Urban Asanas
“I’m brash, I’m an Amazon, I don’t bite my tongue, and I’m not for everybody,” begins Jyll Hubbard, owner of Urban Asanas yoga studio. “But the people who get it, they get it.” In fact so many folks get Jyll that, after nearly 15 years of teaching yoga at other studios across New York City, her classes grew so popular she decided to build her own.
“I was like, ‘I am going to open my own fucking place, and I am going to open a place for Black girls,’” Jyll says of Urban Asanas, which she opened six years ago in Crown Heights. She specifically wanted to make space for Black women in light of friends’ stories of sometimes feeling excluded from the yoga community
“Real talk — it’s taken me a minute to build the diversity I have now,” Jyll, 52, says. “But after years of tweaking, I’ve done enough to make a safe space where all people can come and purge, cry, laugh, yell, and there’s never any judgement.”
Sitting in on Jyll’s classes on a recent weekend, it was clear she is her students’ biggest cheerleader. Whether teaching a packed power yoga session or an intimate workshop for women coming home from incarceration, she warmly connects with each student, challenging them while energetically letting them know that They Got This. “It’s so important for people to just come and let loose,” she says.

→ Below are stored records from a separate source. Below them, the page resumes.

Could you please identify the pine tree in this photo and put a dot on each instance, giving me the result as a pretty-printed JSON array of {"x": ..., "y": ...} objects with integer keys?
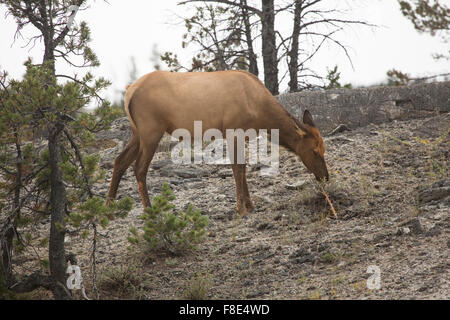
[{"x": 44, "y": 129}]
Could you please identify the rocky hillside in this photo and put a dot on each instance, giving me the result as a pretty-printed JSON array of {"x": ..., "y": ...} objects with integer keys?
[{"x": 391, "y": 191}]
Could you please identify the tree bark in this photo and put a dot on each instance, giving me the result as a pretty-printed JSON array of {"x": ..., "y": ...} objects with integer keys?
[
  {"x": 269, "y": 49},
  {"x": 252, "y": 59},
  {"x": 58, "y": 201},
  {"x": 293, "y": 52}
]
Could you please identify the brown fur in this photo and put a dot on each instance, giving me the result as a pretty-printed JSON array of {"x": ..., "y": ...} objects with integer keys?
[{"x": 163, "y": 102}]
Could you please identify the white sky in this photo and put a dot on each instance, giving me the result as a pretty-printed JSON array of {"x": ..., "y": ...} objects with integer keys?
[{"x": 124, "y": 29}]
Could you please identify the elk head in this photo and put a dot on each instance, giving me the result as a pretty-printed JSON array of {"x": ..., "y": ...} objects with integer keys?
[{"x": 311, "y": 148}]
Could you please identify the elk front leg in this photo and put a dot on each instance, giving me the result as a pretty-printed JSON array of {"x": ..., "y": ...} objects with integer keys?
[{"x": 248, "y": 202}]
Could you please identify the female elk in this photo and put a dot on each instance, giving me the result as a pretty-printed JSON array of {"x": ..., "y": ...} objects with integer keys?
[{"x": 163, "y": 102}]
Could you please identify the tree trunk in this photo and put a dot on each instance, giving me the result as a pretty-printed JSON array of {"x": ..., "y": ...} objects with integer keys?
[
  {"x": 58, "y": 211},
  {"x": 293, "y": 53},
  {"x": 269, "y": 49},
  {"x": 252, "y": 59}
]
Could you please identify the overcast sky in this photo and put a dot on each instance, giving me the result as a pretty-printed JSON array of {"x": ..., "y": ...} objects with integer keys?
[{"x": 125, "y": 29}]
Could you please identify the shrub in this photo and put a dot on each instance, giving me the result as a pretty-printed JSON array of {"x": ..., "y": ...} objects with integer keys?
[{"x": 174, "y": 231}]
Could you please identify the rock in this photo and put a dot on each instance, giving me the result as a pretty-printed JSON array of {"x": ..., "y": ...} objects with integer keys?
[
  {"x": 160, "y": 164},
  {"x": 302, "y": 255},
  {"x": 340, "y": 128},
  {"x": 188, "y": 173},
  {"x": 297, "y": 185},
  {"x": 402, "y": 231},
  {"x": 438, "y": 190},
  {"x": 434, "y": 231}
]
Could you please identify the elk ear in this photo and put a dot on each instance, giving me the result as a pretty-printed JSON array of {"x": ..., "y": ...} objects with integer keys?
[
  {"x": 307, "y": 119},
  {"x": 301, "y": 132}
]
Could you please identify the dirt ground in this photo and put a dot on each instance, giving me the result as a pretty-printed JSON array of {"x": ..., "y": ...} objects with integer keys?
[{"x": 390, "y": 187}]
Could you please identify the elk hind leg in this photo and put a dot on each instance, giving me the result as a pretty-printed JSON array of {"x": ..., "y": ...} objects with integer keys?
[
  {"x": 144, "y": 157},
  {"x": 121, "y": 164}
]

In that spirit, Urban Asanas offers Vinyasa and Hatha at all levels, often with soul music and hip-hop (sometimes with live DJs), as well as community classes on a $10-17 sliding scale.
“For six years my prices have been $15 for 90 minutes, and I just changed my prices to $17 in September,” Jyll says. “But I still have a policy that I don’t turn anyone away at the door. I’m going to pay my bills; I’m good. It’s just that I know what this space brings for people.”
“ But after years of tweaking, I’ve done enough to make a safe space where all people can come and purge, cry, laugh, yell, and there’s never any judgement.”
In addition to being a yoga teacher for the past 20 years, Jyll is a doula who also does reiki and Thai massage. In order to pursue all her areas of interest and expertise, she has plans to expand Urban Asanas with a wellness studio. Construction is already underway for a new wing that will provide services including acupuncture, massage, reiki, and an infrared sauna. Of course, her first love of yoga will always be in the mix.
“Yoga is beyond a posture; yoga is how you live and treat people, human to human,” she says. “This is my calling and my gift. That I know is true.”